Dans le film catastrophe "Acide", des pluies ultra-acides ravagent le nord de la France, rongeant les métaux comme les chairs des êtres vivants. Si les pluies acides existent réellement, le phénomène mis en scène par Just Philippot est-il réaliste ?
Acide, catastrophe naturelle et intime
Après avoir mis en scène dans La Nuée, son premier long-métrage très réussi, des essaims de grillons assoiffés de sang humain, le cinéaste Just Philippot propose dans Acide une autre catastrophe naturelle, mais à une échelle plus grande, globale et dont on ne peut réchapper : des pluie acides mortelles. Ces pluies, chargées d'acide sulfurique, érodent toutes les matières, et donc aussi toutes les chairs, animales et humaines. Être touché par cette eau à la pollution ultra-toxique, c'est mourir en quelques minutes.

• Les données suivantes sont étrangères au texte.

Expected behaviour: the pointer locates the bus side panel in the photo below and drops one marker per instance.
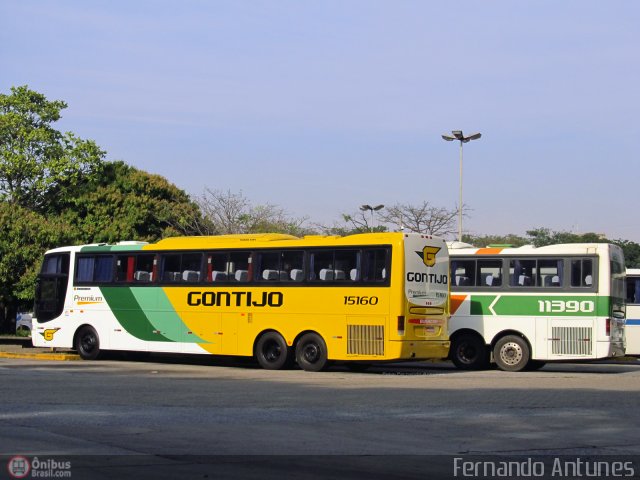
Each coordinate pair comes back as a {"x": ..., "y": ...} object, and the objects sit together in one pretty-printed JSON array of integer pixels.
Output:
[{"x": 632, "y": 330}]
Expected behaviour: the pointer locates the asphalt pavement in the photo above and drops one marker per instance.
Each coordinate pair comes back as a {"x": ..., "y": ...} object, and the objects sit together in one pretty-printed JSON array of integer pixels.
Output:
[{"x": 12, "y": 346}]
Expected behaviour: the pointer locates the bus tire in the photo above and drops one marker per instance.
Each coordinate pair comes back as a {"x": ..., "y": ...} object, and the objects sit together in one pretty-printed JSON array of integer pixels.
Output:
[
  {"x": 311, "y": 353},
  {"x": 511, "y": 353},
  {"x": 272, "y": 352},
  {"x": 87, "y": 343},
  {"x": 469, "y": 352},
  {"x": 535, "y": 365}
]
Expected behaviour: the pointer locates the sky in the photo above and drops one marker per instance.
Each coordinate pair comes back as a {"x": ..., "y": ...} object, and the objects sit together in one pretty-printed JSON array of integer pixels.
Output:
[{"x": 319, "y": 107}]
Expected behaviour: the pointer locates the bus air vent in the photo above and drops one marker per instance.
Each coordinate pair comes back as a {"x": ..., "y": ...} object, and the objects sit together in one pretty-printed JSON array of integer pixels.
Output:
[
  {"x": 365, "y": 340},
  {"x": 571, "y": 341}
]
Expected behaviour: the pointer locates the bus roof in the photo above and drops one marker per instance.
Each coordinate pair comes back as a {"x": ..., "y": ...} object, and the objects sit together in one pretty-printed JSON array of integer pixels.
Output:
[
  {"x": 561, "y": 248},
  {"x": 245, "y": 241}
]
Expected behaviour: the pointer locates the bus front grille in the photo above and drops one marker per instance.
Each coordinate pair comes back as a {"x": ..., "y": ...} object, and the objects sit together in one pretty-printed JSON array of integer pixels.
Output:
[
  {"x": 365, "y": 340},
  {"x": 571, "y": 340}
]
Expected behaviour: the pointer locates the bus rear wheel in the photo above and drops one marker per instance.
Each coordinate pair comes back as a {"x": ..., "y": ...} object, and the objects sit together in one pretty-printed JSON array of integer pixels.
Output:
[
  {"x": 511, "y": 353},
  {"x": 311, "y": 353},
  {"x": 88, "y": 343},
  {"x": 272, "y": 352},
  {"x": 468, "y": 352}
]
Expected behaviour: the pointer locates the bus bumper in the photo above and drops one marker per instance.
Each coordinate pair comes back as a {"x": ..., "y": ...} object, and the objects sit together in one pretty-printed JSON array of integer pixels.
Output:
[{"x": 420, "y": 349}]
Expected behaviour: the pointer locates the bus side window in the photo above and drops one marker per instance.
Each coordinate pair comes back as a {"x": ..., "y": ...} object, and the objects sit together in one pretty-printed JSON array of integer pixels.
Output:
[
  {"x": 582, "y": 272},
  {"x": 463, "y": 272},
  {"x": 490, "y": 273},
  {"x": 633, "y": 290},
  {"x": 217, "y": 268},
  {"x": 124, "y": 268},
  {"x": 374, "y": 267}
]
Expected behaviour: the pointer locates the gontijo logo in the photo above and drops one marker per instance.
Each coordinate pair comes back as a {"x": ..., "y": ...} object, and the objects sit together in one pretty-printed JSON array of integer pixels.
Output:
[
  {"x": 48, "y": 333},
  {"x": 428, "y": 255}
]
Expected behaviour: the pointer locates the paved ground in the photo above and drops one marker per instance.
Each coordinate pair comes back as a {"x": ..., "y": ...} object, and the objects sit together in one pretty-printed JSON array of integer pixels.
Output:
[{"x": 21, "y": 347}]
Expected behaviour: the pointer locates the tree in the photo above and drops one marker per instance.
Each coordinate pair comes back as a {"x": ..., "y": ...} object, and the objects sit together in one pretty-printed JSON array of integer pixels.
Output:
[
  {"x": 25, "y": 236},
  {"x": 486, "y": 240},
  {"x": 36, "y": 160},
  {"x": 125, "y": 203},
  {"x": 229, "y": 213}
]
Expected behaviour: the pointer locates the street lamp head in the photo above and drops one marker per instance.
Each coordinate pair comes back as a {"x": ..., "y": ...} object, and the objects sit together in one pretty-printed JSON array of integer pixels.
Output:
[
  {"x": 474, "y": 136},
  {"x": 458, "y": 135}
]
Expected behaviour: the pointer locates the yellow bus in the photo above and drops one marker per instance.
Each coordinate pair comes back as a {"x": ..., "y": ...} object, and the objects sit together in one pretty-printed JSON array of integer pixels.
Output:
[{"x": 279, "y": 298}]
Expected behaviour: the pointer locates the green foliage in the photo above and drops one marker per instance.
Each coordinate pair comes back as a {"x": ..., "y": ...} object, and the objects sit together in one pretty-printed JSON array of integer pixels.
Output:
[
  {"x": 26, "y": 235},
  {"x": 631, "y": 252},
  {"x": 37, "y": 162},
  {"x": 125, "y": 203},
  {"x": 486, "y": 240}
]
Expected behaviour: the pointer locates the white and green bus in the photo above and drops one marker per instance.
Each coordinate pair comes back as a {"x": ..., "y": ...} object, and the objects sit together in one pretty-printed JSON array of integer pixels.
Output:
[
  {"x": 522, "y": 307},
  {"x": 632, "y": 325}
]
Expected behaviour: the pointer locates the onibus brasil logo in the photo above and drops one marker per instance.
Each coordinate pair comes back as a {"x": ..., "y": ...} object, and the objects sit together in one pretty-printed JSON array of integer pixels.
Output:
[{"x": 20, "y": 467}]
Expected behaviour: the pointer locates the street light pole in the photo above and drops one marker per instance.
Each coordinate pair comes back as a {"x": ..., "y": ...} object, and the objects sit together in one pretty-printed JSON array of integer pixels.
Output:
[
  {"x": 364, "y": 208},
  {"x": 458, "y": 135}
]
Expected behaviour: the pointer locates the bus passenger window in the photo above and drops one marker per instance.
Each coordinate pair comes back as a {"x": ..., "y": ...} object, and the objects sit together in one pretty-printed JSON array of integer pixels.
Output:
[
  {"x": 582, "y": 272},
  {"x": 550, "y": 272},
  {"x": 144, "y": 268},
  {"x": 217, "y": 268},
  {"x": 522, "y": 273},
  {"x": 463, "y": 272},
  {"x": 374, "y": 267},
  {"x": 321, "y": 264},
  {"x": 633, "y": 289},
  {"x": 490, "y": 273}
]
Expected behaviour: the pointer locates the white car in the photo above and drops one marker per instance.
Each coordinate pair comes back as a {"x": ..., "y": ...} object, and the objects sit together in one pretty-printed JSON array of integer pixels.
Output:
[{"x": 23, "y": 323}]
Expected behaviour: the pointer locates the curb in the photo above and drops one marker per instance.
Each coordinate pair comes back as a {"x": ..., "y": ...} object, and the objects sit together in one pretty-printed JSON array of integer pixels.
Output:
[{"x": 42, "y": 356}]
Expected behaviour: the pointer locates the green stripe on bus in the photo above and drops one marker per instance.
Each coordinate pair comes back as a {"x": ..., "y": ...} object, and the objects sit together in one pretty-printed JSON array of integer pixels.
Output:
[
  {"x": 127, "y": 311},
  {"x": 159, "y": 311},
  {"x": 540, "y": 305},
  {"x": 110, "y": 248}
]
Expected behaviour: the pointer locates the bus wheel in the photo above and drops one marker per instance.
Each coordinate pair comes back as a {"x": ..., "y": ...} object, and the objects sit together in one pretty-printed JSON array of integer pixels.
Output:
[
  {"x": 468, "y": 352},
  {"x": 88, "y": 343},
  {"x": 511, "y": 353},
  {"x": 272, "y": 352},
  {"x": 535, "y": 365},
  {"x": 311, "y": 353}
]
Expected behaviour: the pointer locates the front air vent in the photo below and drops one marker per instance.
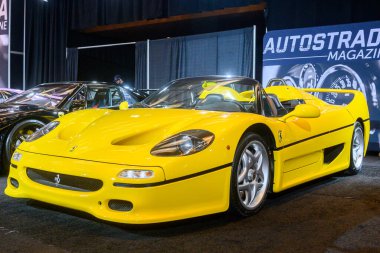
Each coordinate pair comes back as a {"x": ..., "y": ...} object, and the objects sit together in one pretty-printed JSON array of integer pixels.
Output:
[
  {"x": 64, "y": 181},
  {"x": 332, "y": 152},
  {"x": 120, "y": 205}
]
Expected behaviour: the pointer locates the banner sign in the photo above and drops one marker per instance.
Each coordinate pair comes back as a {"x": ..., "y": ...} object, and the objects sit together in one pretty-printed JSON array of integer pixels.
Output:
[
  {"x": 4, "y": 41},
  {"x": 338, "y": 57}
]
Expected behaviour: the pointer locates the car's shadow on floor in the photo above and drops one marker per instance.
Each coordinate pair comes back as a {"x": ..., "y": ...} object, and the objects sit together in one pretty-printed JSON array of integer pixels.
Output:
[{"x": 169, "y": 229}]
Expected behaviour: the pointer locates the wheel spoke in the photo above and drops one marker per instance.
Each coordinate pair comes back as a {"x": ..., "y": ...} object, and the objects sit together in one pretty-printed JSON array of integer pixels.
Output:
[
  {"x": 253, "y": 175},
  {"x": 250, "y": 157},
  {"x": 252, "y": 194},
  {"x": 244, "y": 187},
  {"x": 243, "y": 169}
]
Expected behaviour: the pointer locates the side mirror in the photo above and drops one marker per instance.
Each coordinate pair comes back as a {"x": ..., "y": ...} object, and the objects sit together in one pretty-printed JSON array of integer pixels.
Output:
[
  {"x": 303, "y": 111},
  {"x": 77, "y": 105},
  {"x": 124, "y": 105}
]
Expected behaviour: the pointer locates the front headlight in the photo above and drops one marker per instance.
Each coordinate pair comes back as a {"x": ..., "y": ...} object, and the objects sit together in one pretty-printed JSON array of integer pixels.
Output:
[
  {"x": 185, "y": 143},
  {"x": 42, "y": 131}
]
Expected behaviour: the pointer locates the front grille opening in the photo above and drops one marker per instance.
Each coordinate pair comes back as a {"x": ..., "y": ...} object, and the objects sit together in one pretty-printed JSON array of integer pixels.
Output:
[
  {"x": 14, "y": 182},
  {"x": 120, "y": 205},
  {"x": 64, "y": 181}
]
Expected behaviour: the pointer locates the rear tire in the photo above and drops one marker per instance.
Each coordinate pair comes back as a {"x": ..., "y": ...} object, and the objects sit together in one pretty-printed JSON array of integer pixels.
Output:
[
  {"x": 251, "y": 175},
  {"x": 15, "y": 137},
  {"x": 357, "y": 150}
]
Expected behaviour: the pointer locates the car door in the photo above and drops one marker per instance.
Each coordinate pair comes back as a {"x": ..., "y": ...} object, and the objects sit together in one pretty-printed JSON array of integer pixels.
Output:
[{"x": 304, "y": 142}]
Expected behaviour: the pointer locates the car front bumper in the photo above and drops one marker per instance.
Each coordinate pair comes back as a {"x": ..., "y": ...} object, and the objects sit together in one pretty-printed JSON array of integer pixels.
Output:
[{"x": 150, "y": 202}]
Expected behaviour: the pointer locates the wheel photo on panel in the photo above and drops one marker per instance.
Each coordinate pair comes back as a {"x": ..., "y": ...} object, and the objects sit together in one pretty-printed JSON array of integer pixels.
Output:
[
  {"x": 17, "y": 135},
  {"x": 251, "y": 175}
]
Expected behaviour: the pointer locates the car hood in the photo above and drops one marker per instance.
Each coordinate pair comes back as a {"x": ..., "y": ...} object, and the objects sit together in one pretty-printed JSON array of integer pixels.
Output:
[{"x": 124, "y": 137}]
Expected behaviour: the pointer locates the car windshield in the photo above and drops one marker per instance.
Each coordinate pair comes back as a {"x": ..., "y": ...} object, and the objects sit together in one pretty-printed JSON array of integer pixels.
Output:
[
  {"x": 214, "y": 94},
  {"x": 44, "y": 95}
]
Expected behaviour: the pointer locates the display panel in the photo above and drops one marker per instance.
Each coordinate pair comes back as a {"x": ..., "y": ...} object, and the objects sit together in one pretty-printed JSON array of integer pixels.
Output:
[{"x": 339, "y": 57}]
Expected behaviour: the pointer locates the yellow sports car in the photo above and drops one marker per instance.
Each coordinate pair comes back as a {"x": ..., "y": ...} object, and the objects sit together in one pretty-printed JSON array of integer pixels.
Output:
[{"x": 197, "y": 146}]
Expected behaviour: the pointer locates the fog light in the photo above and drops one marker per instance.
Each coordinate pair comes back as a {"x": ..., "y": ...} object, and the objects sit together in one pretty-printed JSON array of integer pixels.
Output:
[
  {"x": 17, "y": 156},
  {"x": 136, "y": 174}
]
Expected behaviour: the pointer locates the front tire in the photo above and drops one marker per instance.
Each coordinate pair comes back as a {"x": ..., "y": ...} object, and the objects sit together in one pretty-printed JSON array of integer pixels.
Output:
[
  {"x": 357, "y": 150},
  {"x": 17, "y": 134},
  {"x": 251, "y": 175}
]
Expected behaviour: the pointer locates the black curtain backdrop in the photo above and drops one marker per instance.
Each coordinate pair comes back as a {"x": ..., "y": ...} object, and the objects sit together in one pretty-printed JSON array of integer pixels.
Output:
[
  {"x": 286, "y": 14},
  {"x": 72, "y": 64},
  {"x": 221, "y": 53},
  {"x": 140, "y": 65},
  {"x": 90, "y": 13},
  {"x": 103, "y": 63},
  {"x": 46, "y": 36}
]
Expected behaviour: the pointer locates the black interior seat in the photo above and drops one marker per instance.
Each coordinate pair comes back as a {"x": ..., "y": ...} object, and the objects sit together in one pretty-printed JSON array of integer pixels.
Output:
[
  {"x": 280, "y": 109},
  {"x": 216, "y": 102}
]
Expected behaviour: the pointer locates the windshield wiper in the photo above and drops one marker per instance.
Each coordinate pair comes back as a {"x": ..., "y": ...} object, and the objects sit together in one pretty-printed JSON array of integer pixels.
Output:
[{"x": 140, "y": 105}]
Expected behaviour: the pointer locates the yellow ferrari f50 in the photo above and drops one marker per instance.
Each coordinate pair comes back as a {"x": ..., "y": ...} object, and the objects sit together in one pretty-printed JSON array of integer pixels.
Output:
[{"x": 197, "y": 146}]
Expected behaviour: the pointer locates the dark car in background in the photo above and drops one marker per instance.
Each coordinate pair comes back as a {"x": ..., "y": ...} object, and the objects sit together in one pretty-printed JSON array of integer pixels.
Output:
[
  {"x": 7, "y": 93},
  {"x": 23, "y": 114}
]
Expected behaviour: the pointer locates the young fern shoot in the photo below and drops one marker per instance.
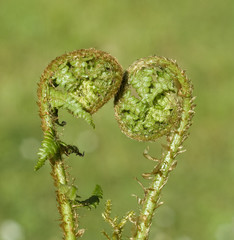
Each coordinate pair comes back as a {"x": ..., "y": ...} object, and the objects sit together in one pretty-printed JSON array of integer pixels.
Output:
[
  {"x": 80, "y": 82},
  {"x": 155, "y": 100}
]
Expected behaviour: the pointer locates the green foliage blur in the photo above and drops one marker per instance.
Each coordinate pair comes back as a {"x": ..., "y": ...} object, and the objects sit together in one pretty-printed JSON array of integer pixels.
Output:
[{"x": 198, "y": 198}]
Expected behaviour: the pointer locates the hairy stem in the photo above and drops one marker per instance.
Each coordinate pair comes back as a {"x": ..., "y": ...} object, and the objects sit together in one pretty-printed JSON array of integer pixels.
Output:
[
  {"x": 80, "y": 82},
  {"x": 153, "y": 192},
  {"x": 65, "y": 208}
]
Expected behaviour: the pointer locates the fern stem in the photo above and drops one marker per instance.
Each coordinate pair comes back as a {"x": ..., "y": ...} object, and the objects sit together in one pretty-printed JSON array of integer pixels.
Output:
[
  {"x": 153, "y": 192},
  {"x": 65, "y": 208}
]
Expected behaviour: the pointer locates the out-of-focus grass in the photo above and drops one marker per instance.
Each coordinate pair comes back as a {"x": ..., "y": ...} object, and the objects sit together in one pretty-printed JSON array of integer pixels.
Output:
[{"x": 199, "y": 34}]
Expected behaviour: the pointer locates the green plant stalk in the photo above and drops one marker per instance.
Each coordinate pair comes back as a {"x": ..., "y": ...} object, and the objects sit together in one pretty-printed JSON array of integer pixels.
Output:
[
  {"x": 58, "y": 173},
  {"x": 155, "y": 100},
  {"x": 65, "y": 207},
  {"x": 153, "y": 192}
]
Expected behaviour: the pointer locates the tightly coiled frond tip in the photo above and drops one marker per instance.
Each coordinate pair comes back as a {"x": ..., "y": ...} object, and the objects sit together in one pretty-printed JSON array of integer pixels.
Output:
[{"x": 149, "y": 103}]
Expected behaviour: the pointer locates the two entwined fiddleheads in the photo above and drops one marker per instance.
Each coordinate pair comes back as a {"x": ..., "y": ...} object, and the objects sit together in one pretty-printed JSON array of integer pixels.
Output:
[{"x": 155, "y": 99}]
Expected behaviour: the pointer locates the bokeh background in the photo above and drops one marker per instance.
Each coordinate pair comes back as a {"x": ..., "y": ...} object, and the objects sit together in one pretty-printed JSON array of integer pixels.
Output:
[{"x": 199, "y": 34}]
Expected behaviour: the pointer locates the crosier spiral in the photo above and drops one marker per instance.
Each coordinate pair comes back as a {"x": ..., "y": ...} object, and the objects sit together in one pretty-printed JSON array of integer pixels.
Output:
[
  {"x": 80, "y": 82},
  {"x": 155, "y": 99}
]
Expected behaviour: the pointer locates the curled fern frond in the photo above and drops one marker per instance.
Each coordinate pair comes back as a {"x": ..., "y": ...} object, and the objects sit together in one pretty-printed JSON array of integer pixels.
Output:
[
  {"x": 93, "y": 200},
  {"x": 149, "y": 103}
]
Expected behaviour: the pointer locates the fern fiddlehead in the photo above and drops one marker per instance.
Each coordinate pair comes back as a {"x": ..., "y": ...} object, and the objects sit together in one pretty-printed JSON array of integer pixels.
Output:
[
  {"x": 79, "y": 82},
  {"x": 155, "y": 99}
]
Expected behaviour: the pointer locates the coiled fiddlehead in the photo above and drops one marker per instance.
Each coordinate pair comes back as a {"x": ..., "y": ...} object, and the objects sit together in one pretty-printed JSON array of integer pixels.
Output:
[
  {"x": 155, "y": 99},
  {"x": 79, "y": 82}
]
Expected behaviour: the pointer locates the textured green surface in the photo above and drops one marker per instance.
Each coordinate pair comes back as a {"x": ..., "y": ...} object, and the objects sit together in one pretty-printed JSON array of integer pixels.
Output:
[
  {"x": 199, "y": 34},
  {"x": 148, "y": 106}
]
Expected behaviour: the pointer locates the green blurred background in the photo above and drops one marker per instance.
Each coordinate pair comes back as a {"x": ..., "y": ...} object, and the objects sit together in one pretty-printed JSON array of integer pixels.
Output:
[{"x": 199, "y": 197}]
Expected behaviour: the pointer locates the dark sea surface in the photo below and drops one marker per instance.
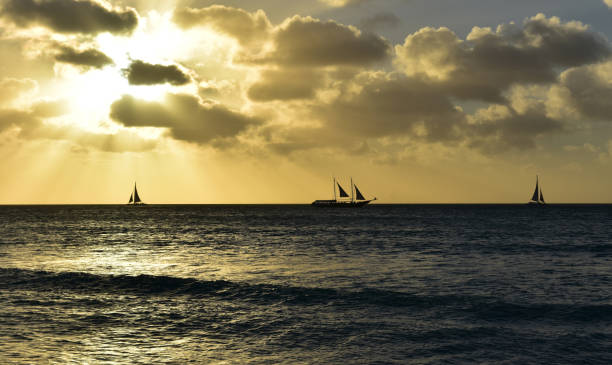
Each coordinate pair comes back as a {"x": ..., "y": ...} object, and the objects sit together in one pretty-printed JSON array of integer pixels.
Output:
[{"x": 384, "y": 284}]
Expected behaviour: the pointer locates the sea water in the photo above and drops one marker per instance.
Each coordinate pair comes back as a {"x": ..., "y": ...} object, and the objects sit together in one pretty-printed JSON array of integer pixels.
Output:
[{"x": 268, "y": 284}]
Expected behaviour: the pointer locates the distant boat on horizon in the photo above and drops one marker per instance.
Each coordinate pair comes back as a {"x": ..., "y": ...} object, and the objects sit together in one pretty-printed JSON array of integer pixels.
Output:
[
  {"x": 538, "y": 197},
  {"x": 356, "y": 199},
  {"x": 134, "y": 198}
]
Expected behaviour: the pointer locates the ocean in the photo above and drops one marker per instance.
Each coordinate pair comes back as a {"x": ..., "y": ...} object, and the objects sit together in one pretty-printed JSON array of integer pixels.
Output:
[{"x": 294, "y": 284}]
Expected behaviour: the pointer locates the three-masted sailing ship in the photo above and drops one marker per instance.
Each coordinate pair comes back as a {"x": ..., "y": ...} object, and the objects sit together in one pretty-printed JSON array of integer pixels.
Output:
[
  {"x": 134, "y": 198},
  {"x": 538, "y": 197},
  {"x": 342, "y": 199}
]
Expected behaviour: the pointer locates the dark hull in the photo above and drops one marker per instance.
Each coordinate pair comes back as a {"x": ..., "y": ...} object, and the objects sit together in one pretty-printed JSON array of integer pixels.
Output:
[
  {"x": 339, "y": 204},
  {"x": 536, "y": 204}
]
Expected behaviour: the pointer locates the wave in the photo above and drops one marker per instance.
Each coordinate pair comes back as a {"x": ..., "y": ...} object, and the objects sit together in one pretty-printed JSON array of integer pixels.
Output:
[{"x": 478, "y": 307}]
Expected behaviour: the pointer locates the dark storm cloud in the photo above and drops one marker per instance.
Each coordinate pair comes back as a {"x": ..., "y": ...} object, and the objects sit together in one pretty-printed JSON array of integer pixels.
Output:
[
  {"x": 309, "y": 42},
  {"x": 485, "y": 65},
  {"x": 397, "y": 106},
  {"x": 142, "y": 73},
  {"x": 286, "y": 85},
  {"x": 87, "y": 58},
  {"x": 242, "y": 25},
  {"x": 390, "y": 105},
  {"x": 511, "y": 130},
  {"x": 590, "y": 91},
  {"x": 186, "y": 117},
  {"x": 70, "y": 16}
]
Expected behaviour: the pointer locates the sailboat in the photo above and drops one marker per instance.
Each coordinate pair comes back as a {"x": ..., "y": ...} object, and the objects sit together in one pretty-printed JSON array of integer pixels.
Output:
[
  {"x": 134, "y": 198},
  {"x": 538, "y": 197},
  {"x": 356, "y": 199}
]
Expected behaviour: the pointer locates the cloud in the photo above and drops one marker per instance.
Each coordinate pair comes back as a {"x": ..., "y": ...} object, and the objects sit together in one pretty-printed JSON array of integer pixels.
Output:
[
  {"x": 32, "y": 117},
  {"x": 499, "y": 128},
  {"x": 341, "y": 3},
  {"x": 380, "y": 20},
  {"x": 244, "y": 26},
  {"x": 392, "y": 104},
  {"x": 11, "y": 89},
  {"x": 588, "y": 90},
  {"x": 86, "y": 58},
  {"x": 286, "y": 85},
  {"x": 378, "y": 108},
  {"x": 488, "y": 62},
  {"x": 186, "y": 117},
  {"x": 71, "y": 16},
  {"x": 31, "y": 124},
  {"x": 309, "y": 42},
  {"x": 142, "y": 73}
]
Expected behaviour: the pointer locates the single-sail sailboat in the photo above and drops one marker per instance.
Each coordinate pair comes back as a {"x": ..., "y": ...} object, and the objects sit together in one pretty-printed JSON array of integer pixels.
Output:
[
  {"x": 356, "y": 199},
  {"x": 538, "y": 197},
  {"x": 134, "y": 198}
]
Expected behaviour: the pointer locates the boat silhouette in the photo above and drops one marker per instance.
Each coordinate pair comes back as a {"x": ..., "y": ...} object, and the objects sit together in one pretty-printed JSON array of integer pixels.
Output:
[
  {"x": 342, "y": 199},
  {"x": 135, "y": 198},
  {"x": 538, "y": 197}
]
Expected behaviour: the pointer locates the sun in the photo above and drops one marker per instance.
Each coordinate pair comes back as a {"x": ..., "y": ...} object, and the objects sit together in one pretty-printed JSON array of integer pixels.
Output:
[{"x": 157, "y": 40}]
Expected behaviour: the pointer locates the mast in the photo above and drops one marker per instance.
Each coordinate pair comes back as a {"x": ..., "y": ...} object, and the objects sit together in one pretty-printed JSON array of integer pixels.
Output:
[
  {"x": 536, "y": 191},
  {"x": 334, "y": 188}
]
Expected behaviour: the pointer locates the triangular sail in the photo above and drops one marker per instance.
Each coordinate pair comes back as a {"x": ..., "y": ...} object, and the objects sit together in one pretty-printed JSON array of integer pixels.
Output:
[
  {"x": 136, "y": 197},
  {"x": 343, "y": 193},
  {"x": 358, "y": 194},
  {"x": 535, "y": 193}
]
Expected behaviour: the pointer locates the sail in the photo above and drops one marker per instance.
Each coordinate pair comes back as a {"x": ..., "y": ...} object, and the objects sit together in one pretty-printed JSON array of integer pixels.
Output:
[
  {"x": 343, "y": 193},
  {"x": 535, "y": 193},
  {"x": 358, "y": 194},
  {"x": 136, "y": 197}
]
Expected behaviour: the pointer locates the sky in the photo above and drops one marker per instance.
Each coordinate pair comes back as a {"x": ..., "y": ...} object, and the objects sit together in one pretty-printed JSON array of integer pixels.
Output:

Comme dans La Nuée, cette catastrophe de premier plan dans Acide, qui fait son effryant spectacle, est surtout l'occasion de dévoiler des conflits plus intimes entre les personnages de son histoire. Structures sociale et familiale qui s'effondrent, colères des individus qui détruisent les liens de solidarité... À la catastrophe naturelle qui se déroule sous les yeux des individus correspondent alors leurs catastrophes personnelles. En l'occurrence, dans Acide, le drame est autant dans cette pluie qui ronge tout que dans la perdition et l'éclatement total de la cellule familiale, déjà morcelée, de Michal (Guillaume Canet), son ex-femme Elise (Laetitia Dosch) et leur fille Selma (Patience Munchenbach).
Un film catastrophe réaliste ?
Spectaculaire, tout en refusant de jouer des codes irréalistes du cinéma américain, Acide est une nouvelle démonstration du savoir-faire de Just Philippot au moment de mettre en scène avec réalisme des grandes séquences de destruction. Ainsi, à voir les tôles et les chairs rongées par les pluies acides, on y croit et on s'effraie. Il s'agit d'un avertissement sur ce que nos sociétés portent comme préjudice à l'environnement. Mais aussi, surtout, sur notre incapacité à pouvoir réagir à la catastrophe si notre lien social, notre solidarité et notre empathie n'existent plus.
Pour autant, le phénomène des pluies acides, tel qu'il est montré dans le film, est-il réaliste ? Sur ce point, le scénario écrit par Just Philippot et Yacine Badday pousse à l'extrême les effets nocifs des pluies acides. Si celles-ci existent bien, elles sont dans la réalité bien moins dangereuses. Tout du moins, pour les humains...
Des effets nocifs sur la faune et la flore
En effet, les pluies acides ont pour conséquence d'augmenter l'acidité des eaux des lacs, étangs, nappes phréatiques, sources et océans. Engendrant des processus chimiques complexes, les pluies acides dissolvent par exemple plus facilement des produits toxiques comme les métaux lourds, les rendant alors plus mobiles et augmentant donc leur circulation.
Issues d'origines naturelles comme anthropiques - c'est-à-dire issues des activités humaines -, les pluies acides ont ainsi des effets nocifs sur la flore et la faune. Elles affaiblissent en effet directement les végétaux et peuvent mener à leur dépérissement, et portent ainsi indirectement sur des écosystèmes entiers. Lorsque des pluies très acides viennent polluer des milieux aquatiques, les poissons et les crustacés peuvent complètement disparaître, comme il l'a été observé dans les années 80 des lacs scandinaves*.
Les effets des pluies acides sont à estimer sur le long terme, et procèdent souvent d'une action indirecte et différée. Pour l'humain, qui fait lui aussi partie de la faune et est dépendant d'une alimentation en eau au pH idéalement entre 6,5 et 7,5 pour sa survie, les pluies acides - au pH entre 2,5 et 3 - peuvent entraîner dans certains cas des problèmes respiratoires.
Ainsi, dans la réalité, les pluies acides sont heureusement d'une dangerosité très faible comparée à ce que l'on voit dans le film Acide. Elles ne touchent par ailleurs pas également les différentes régions de la planète, avec des effets variables selon leur environnement naturel et les activités humaines qui y sont présentes.